Neuropathie verstehen – Ein Überblick für Patientinnen und Patienten
Basierend auf internationalen klinischen Leitlinien
Übersicht
Neuropathie – auch Nervenschädigung genannt – ist eine Erkrankung der Nerven außerhalb von Gehirn und Rückenmark. Diese Nerven leiten Nachrichten zwischen dem Körper und dem Gehirn. Ist ein Nerv geschädigt, können Gefühlsstörungen, Schmerzen oder Muskelschwäche auftreten.
Wichtige Fakten
- Nerven sind wie Kabel: Sie übertragen Signale an Muskeln und Organe.
- Die häufigste Ursache ist eine langjährige Zuckerkrankheit (Diabetes).

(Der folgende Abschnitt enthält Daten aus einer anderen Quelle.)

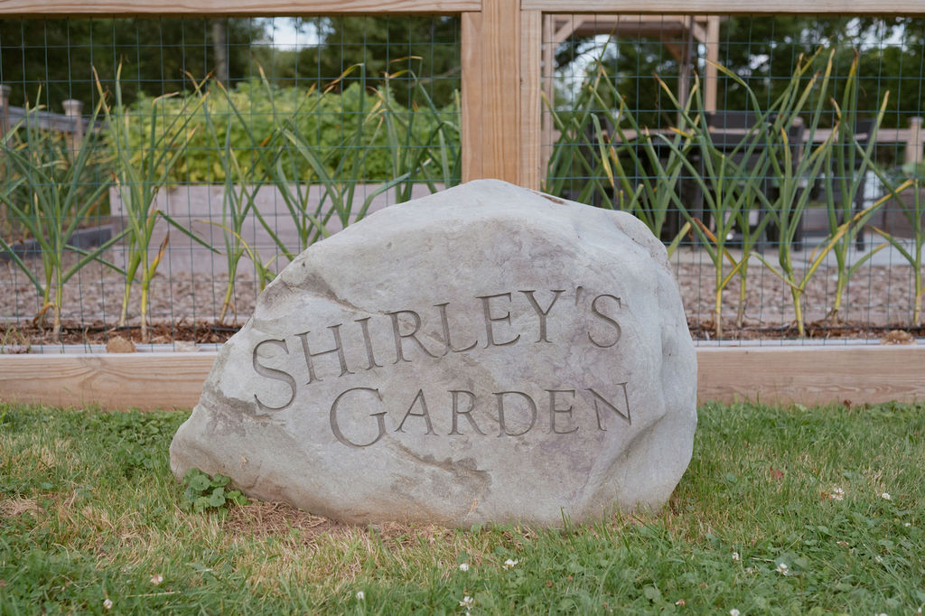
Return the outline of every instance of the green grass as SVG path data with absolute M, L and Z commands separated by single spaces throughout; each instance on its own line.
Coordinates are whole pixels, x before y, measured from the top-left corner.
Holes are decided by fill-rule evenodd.
M 473 614 L 925 603 L 925 405 L 707 405 L 665 511 L 565 530 L 352 528 L 267 504 L 188 512 L 166 453 L 185 417 L 0 404 L 0 613 L 462 614 L 465 597 Z M 844 499 L 829 498 L 836 487 Z

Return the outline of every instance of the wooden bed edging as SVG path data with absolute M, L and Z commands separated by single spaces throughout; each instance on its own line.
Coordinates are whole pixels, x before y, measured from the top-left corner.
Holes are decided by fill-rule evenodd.
M 190 409 L 216 352 L 0 355 L 0 401 Z M 700 402 L 925 400 L 925 345 L 698 347 Z

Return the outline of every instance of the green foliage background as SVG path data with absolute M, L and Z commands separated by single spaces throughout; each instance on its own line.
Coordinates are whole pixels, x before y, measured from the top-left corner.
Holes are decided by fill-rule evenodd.
M 341 157 L 346 157 L 344 177 L 369 181 L 387 179 L 395 153 L 388 145 L 383 127 L 384 110 L 377 92 L 382 90 L 364 91 L 360 83 L 352 83 L 340 92 L 326 93 L 315 88 L 267 85 L 257 79 L 241 81 L 228 92 L 228 97 L 245 117 L 247 128 L 234 117 L 228 98 L 218 92 L 210 92 L 205 104 L 191 114 L 185 133 L 178 141 L 176 147 L 182 149 L 183 154 L 171 174 L 171 179 L 174 183 L 223 181 L 226 167 L 219 157 L 223 155 L 225 140 L 228 139 L 241 167 L 251 169 L 253 166 L 253 181 L 262 181 L 270 177 L 270 170 L 259 162 L 254 148 L 280 147 L 271 144 L 270 140 L 281 118 L 292 120 L 298 131 L 317 149 L 319 157 L 327 161 L 329 171 L 333 172 Z M 132 113 L 143 118 L 151 114 L 154 105 L 154 98 L 142 95 Z M 157 103 L 157 113 L 165 117 L 190 113 L 188 109 L 189 106 L 179 97 Z M 397 111 L 392 106 L 389 113 L 399 113 L 404 121 L 409 122 L 411 134 L 407 137 L 407 147 L 428 145 L 438 117 L 424 109 Z M 206 114 L 211 115 L 215 124 L 215 136 L 205 128 Z M 459 109 L 455 103 L 440 110 L 440 116 L 458 123 Z M 162 122 L 160 126 L 168 123 Z M 363 131 L 362 142 L 354 143 L 347 140 L 360 129 Z M 132 146 L 143 148 L 150 142 L 151 129 L 150 123 L 132 122 Z M 252 142 L 248 129 L 258 142 L 256 145 Z M 218 142 L 217 144 L 215 141 Z M 310 179 L 312 170 L 305 159 L 288 144 L 282 147 L 285 168 L 297 170 L 293 177 Z M 362 155 L 347 155 L 356 149 L 363 151 Z M 272 158 L 273 153 L 267 152 L 267 155 Z

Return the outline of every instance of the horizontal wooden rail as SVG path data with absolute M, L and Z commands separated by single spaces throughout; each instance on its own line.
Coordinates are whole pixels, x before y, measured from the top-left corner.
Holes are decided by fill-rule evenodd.
M 0 355 L 0 401 L 189 409 L 215 352 Z M 699 347 L 701 402 L 925 400 L 925 346 Z
M 0 15 L 24 17 L 447 15 L 481 8 L 481 0 L 0 0 Z
M 521 0 L 522 10 L 544 13 L 644 15 L 925 15 L 921 0 Z

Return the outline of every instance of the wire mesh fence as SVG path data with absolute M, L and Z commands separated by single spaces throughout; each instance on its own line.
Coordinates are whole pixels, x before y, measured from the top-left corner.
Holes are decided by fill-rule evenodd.
M 460 181 L 460 39 L 0 20 L 0 344 L 224 339 L 308 245 Z M 542 56 L 542 188 L 643 219 L 696 338 L 922 334 L 925 21 L 549 15 Z
M 545 187 L 642 218 L 701 339 L 920 335 L 923 43 L 920 19 L 550 16 Z

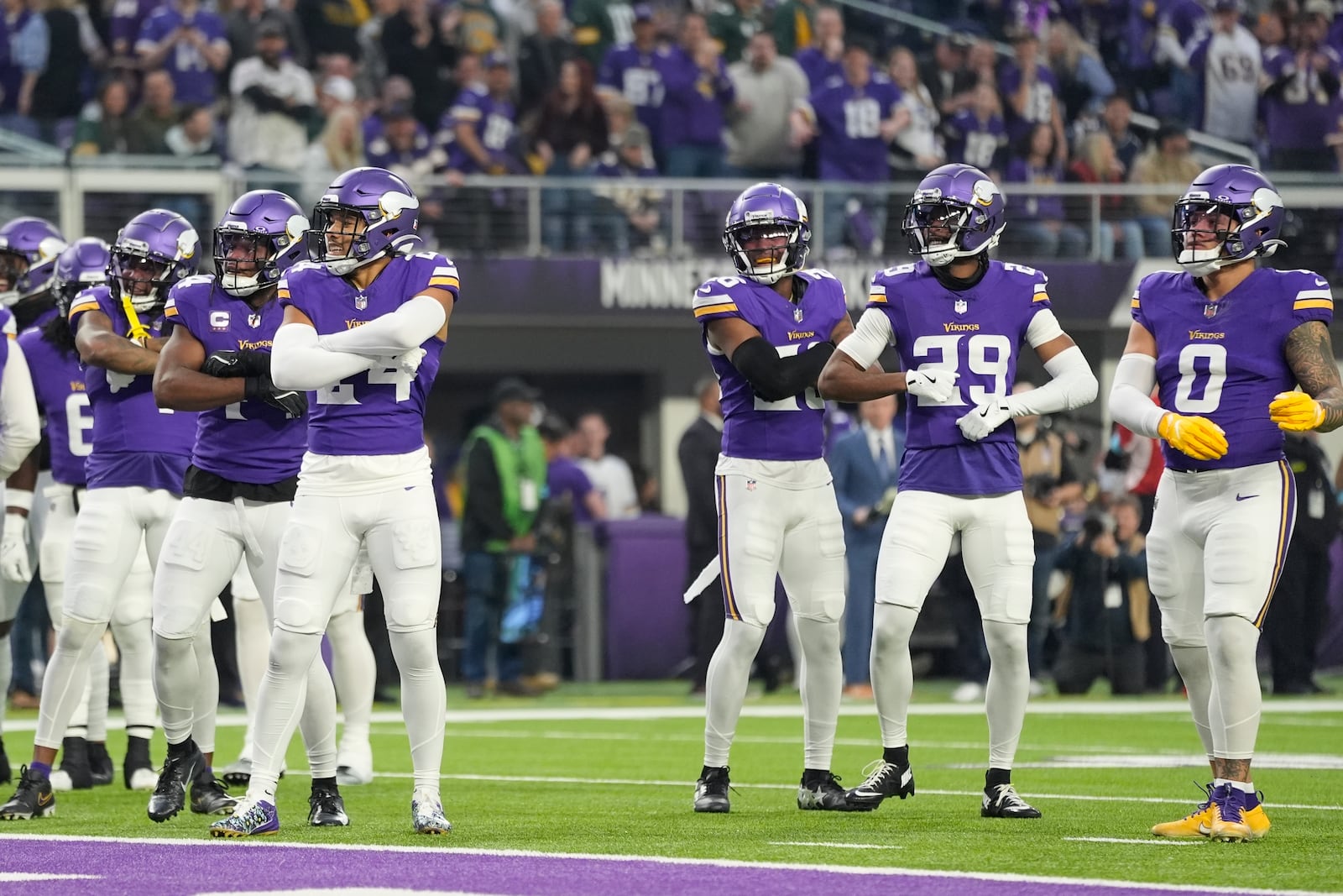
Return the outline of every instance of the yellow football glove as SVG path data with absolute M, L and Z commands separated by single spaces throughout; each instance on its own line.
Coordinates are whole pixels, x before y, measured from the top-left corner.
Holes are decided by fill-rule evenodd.
M 1324 422 L 1324 408 L 1305 392 L 1279 392 L 1269 402 L 1268 419 L 1280 430 L 1304 433 Z
M 1226 454 L 1226 433 L 1206 416 L 1182 416 L 1167 412 L 1156 431 L 1172 449 L 1195 461 L 1215 461 Z

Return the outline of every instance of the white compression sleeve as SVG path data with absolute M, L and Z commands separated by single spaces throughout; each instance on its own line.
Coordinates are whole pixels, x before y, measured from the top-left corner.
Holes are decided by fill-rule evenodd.
M 1158 438 L 1166 411 L 1152 402 L 1156 386 L 1156 359 L 1142 352 L 1129 352 L 1115 367 L 1115 384 L 1109 390 L 1109 412 L 1115 422 L 1138 435 Z
M 0 336 L 0 339 L 7 339 Z M 19 469 L 42 438 L 32 373 L 19 343 L 9 340 L 9 356 L 0 377 L 0 478 Z
M 341 333 L 326 333 L 317 344 L 333 352 L 400 355 L 443 329 L 447 312 L 432 296 L 416 296 L 395 312 Z
M 1038 390 L 1011 395 L 1007 408 L 1013 416 L 1057 414 L 1096 400 L 1100 386 L 1082 349 L 1070 345 L 1045 361 L 1050 380 Z
M 894 339 L 890 318 L 876 308 L 869 308 L 858 318 L 851 333 L 839 340 L 839 351 L 858 363 L 862 369 L 872 367 Z
M 377 364 L 376 357 L 325 349 L 308 324 L 285 324 L 275 330 L 270 379 L 279 388 L 312 392 Z

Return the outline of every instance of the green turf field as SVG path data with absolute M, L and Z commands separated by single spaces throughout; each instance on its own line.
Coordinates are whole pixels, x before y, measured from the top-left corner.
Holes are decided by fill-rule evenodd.
M 704 721 L 702 708 L 678 682 L 569 685 L 539 701 L 470 704 L 453 690 L 443 803 L 455 830 L 432 842 L 1343 892 L 1338 700 L 1265 700 L 1256 762 L 1273 822 L 1265 840 L 1171 844 L 1150 837 L 1148 827 L 1186 814 L 1202 797 L 1193 782 L 1209 778 L 1178 699 L 1033 700 L 1014 782 L 1045 817 L 1002 821 L 978 811 L 987 739 L 982 712 L 929 703 L 945 686 L 920 682 L 917 690 L 923 700 L 909 723 L 916 797 L 874 813 L 798 811 L 802 723 L 796 693 L 779 693 L 748 701 L 732 755 L 736 793 L 728 815 L 690 811 Z M 5 747 L 15 772 L 31 748 L 32 716 L 9 713 Z M 219 764 L 232 759 L 240 737 L 238 717 L 226 719 Z M 120 731 L 111 733 L 114 759 L 124 743 Z M 373 751 L 375 783 L 344 789 L 352 826 L 317 830 L 305 825 L 305 762 L 295 740 L 275 840 L 427 845 L 408 833 L 410 759 L 389 707 L 377 707 Z M 163 756 L 161 739 L 154 756 Z M 857 783 L 877 756 L 872 704 L 846 703 L 834 771 Z M 145 817 L 146 799 L 120 782 L 58 794 L 55 818 L 0 822 L 0 836 L 205 837 L 208 821 L 189 813 L 154 825 Z

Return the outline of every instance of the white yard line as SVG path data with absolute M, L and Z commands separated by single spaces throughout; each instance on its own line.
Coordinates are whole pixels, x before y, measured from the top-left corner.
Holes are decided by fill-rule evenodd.
M 1113 889 L 1156 889 L 1182 893 L 1250 893 L 1253 896 L 1326 896 L 1319 891 L 1305 889 L 1252 889 L 1246 887 L 1210 887 L 1207 884 L 1150 884 L 1127 880 L 1104 880 L 1099 877 L 1048 877 L 1044 875 L 1009 875 L 995 872 L 963 872 L 924 868 L 862 868 L 855 865 L 821 865 L 810 862 L 752 862 L 736 858 L 673 858 L 669 856 L 603 856 L 599 853 L 543 853 L 535 849 L 461 849 L 454 846 L 379 846 L 372 844 L 293 844 L 261 842 L 259 838 L 242 840 L 173 840 L 169 837 L 77 837 L 71 834 L 9 834 L 0 832 L 0 842 L 5 840 L 63 841 L 70 844 L 152 844 L 171 846 L 192 846 L 197 849 L 238 850 L 238 849 L 316 849 L 352 850 L 371 853 L 447 853 L 457 856 L 504 856 L 514 858 L 579 858 L 608 862 L 649 862 L 657 865 L 693 865 L 700 868 L 768 868 L 779 870 L 813 870 L 834 875 L 892 877 L 943 877 L 948 880 L 992 880 L 1009 884 L 1056 884 L 1074 887 L 1096 887 Z M 1334 895 L 1336 896 L 1336 893 Z

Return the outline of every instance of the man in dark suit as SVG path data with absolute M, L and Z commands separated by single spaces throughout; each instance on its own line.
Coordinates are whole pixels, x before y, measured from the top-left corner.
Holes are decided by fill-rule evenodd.
M 872 610 L 876 602 L 877 553 L 881 531 L 896 496 L 904 438 L 896 431 L 896 398 L 888 395 L 858 407 L 862 424 L 835 442 L 830 453 L 835 497 L 843 514 L 849 559 L 849 599 L 845 604 L 845 696 L 872 697 L 868 658 L 872 652 Z
M 719 382 L 706 376 L 696 383 L 694 391 L 700 399 L 700 416 L 681 435 L 677 446 L 686 493 L 686 586 L 719 553 L 719 505 L 713 489 L 713 470 L 723 443 Z M 690 604 L 690 645 L 694 650 L 692 693 L 704 693 L 709 658 L 723 639 L 723 584 L 714 580 Z

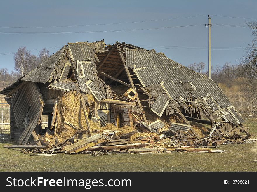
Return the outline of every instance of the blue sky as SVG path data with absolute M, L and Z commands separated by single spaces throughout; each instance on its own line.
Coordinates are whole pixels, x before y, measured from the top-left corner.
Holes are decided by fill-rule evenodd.
M 248 28 L 227 25 L 245 27 L 246 21 L 250 20 L 217 15 L 257 19 L 256 6 L 256 1 L 3 1 L 0 12 L 0 68 L 6 68 L 9 72 L 13 69 L 11 53 L 20 46 L 25 46 L 36 55 L 39 51 L 34 50 L 50 48 L 51 54 L 68 42 L 103 39 L 106 44 L 125 41 L 154 49 L 185 66 L 202 61 L 207 65 L 208 30 L 204 24 L 208 14 L 213 24 L 212 64 L 222 65 L 227 61 L 237 64 L 253 37 Z M 159 20 L 152 21 L 155 20 Z M 152 21 L 131 23 L 145 21 Z M 95 25 L 121 23 L 128 23 Z M 8 28 L 77 25 L 84 26 Z M 194 26 L 170 27 L 191 25 Z M 166 28 L 128 30 L 163 27 Z M 121 30 L 124 31 L 109 31 Z M 103 31 L 109 32 L 99 32 Z M 48 33 L 79 32 L 88 32 Z M 28 32 L 45 33 L 4 33 Z

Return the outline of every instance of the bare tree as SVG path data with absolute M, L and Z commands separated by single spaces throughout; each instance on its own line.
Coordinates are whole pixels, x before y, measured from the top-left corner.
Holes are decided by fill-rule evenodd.
M 252 30 L 253 38 L 246 49 L 244 56 L 241 61 L 241 75 L 247 77 L 250 83 L 252 80 L 257 77 L 257 22 L 248 22 L 246 24 Z
M 28 66 L 30 59 L 30 53 L 26 46 L 20 47 L 14 54 L 14 68 L 22 76 L 28 72 Z
M 39 64 L 38 58 L 36 55 L 31 55 L 29 63 L 29 71 L 34 69 Z
M 211 67 L 212 67 L 211 65 Z M 219 78 L 220 72 L 221 70 L 221 67 L 220 65 L 219 64 L 218 64 L 214 68 L 214 70 L 211 70 L 211 79 L 216 82 L 217 83 L 220 82 L 220 78 Z
M 45 48 L 43 48 L 38 54 L 39 61 L 39 64 L 41 64 L 46 60 L 49 57 L 49 50 Z
M 188 68 L 190 69 L 202 74 L 204 73 L 204 71 L 205 67 L 205 64 L 202 61 L 199 62 L 197 64 L 195 62 L 188 65 Z

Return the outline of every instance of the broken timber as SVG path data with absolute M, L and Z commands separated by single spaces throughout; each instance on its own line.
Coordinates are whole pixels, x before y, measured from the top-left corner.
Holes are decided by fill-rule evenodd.
M 5 145 L 4 146 L 4 148 L 8 149 L 46 149 L 48 146 L 46 145 Z

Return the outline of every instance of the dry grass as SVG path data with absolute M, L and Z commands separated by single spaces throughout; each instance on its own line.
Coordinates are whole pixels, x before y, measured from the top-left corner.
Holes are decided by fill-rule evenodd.
M 91 98 L 88 100 L 93 102 Z M 79 96 L 76 91 L 62 93 L 58 98 L 56 133 L 60 141 L 73 136 L 76 130 L 65 123 L 67 121 L 82 129 L 87 127 Z M 88 113 L 89 109 L 86 109 Z M 93 122 L 91 122 L 92 123 Z
M 92 106 L 93 103 L 95 101 L 95 99 L 92 95 L 87 96 L 87 102 Z M 61 141 L 72 136 L 76 133 L 76 130 L 65 123 L 65 121 L 82 129 L 87 129 L 87 127 L 78 94 L 75 91 L 62 93 L 59 96 L 58 101 L 56 133 Z M 89 108 L 87 107 L 86 110 L 89 114 Z M 103 128 L 99 126 L 98 123 L 90 120 L 89 122 L 93 132 L 96 132 Z M 107 123 L 106 127 L 106 129 L 109 130 L 119 131 L 117 134 L 118 136 L 135 130 L 128 126 L 117 128 L 112 123 Z

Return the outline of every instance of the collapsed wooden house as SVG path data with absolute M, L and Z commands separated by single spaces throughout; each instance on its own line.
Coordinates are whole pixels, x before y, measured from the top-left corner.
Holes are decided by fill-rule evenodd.
M 128 89 L 122 95 L 117 95 L 109 86 L 114 84 L 127 86 Z M 68 43 L 0 92 L 10 105 L 11 139 L 20 144 L 34 140 L 41 145 L 38 136 L 42 134 L 41 116 L 48 115 L 47 128 L 54 132 L 58 125 L 59 95 L 71 91 L 79 95 L 86 121 L 84 129 L 88 137 L 94 134 L 89 117 L 103 127 L 113 123 L 117 127 L 138 126 L 157 132 L 165 125 L 159 120 L 147 121 L 143 109 L 147 107 L 142 102 L 147 102 L 158 116 L 176 115 L 183 122 L 170 124 L 167 135 L 180 132 L 183 137 L 181 132 L 190 131 L 200 141 L 191 121 L 211 125 L 210 135 L 219 129 L 234 134 L 239 130 L 250 136 L 243 127 L 240 114 L 211 79 L 154 49 L 124 42 L 106 46 L 102 40 Z M 148 98 L 140 100 L 140 93 Z M 93 96 L 92 103 L 88 101 L 89 95 Z M 209 120 L 203 119 L 202 114 Z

- Neuropathie kann mit Medikamenten, Physiotherapie und einem gesunden Lebensstil behandelt werden.
Ja. Neuropathie gehört zu den häufigsten Erkrankungen des Nervensystems. Bei Menschen ab 60 Jahren ist sie besonders verbreitet.
Sie kann alle Altersgruppen betreffen. Besonders häufig sind Menschen mit Diabetes, Nierenschwäche, Alkoholabhängigkeit oder nach einer Chemotherapie. Auch erbliche Formen kommen vor.
Symptome
- Plötzliche Lähmung des Gesichts, eines Arms oder Beins
- Schwierigkeiten beim Sprechen oder Verstehen
- Plötzlich auftretende starke Sehstörungen
- Bewusstlosigkeit oder Krampfanfall
- Sehr starke, plötzliche Schmerzen mit Taubheitsgefühl
- ⚠Rasche Zunahme von Gefühlsstörungen oder Schwäche
- ⚠Starke Schmerzen, die trotz Schmerzmitteln nicht nachlassen
- ⚠Plötzlicher Blasen- oder Darmkontrollverlust
- ⚠Fieber mit Verwirrtheit bei bestehender Neuropathie
Häufige Symptome
- Kribbeln oder Ameisenlaufen an Händen oder Füßen
- Taubheitsgefühle, zum Beispiel in Zehen oder Fingern
- Brennende oder stechende Schmerzen
- Überempfindlichkeit bei Berührung
- Muskelschwäche oder Muskelschwund
- Unsicheres Gangbild oder Gleichgewichtsprobleme
Symptome bei Kindern
- Seltener als bei Erwachsenen, oft im Rahmen von erblichen Stoffwechselkrankheiten.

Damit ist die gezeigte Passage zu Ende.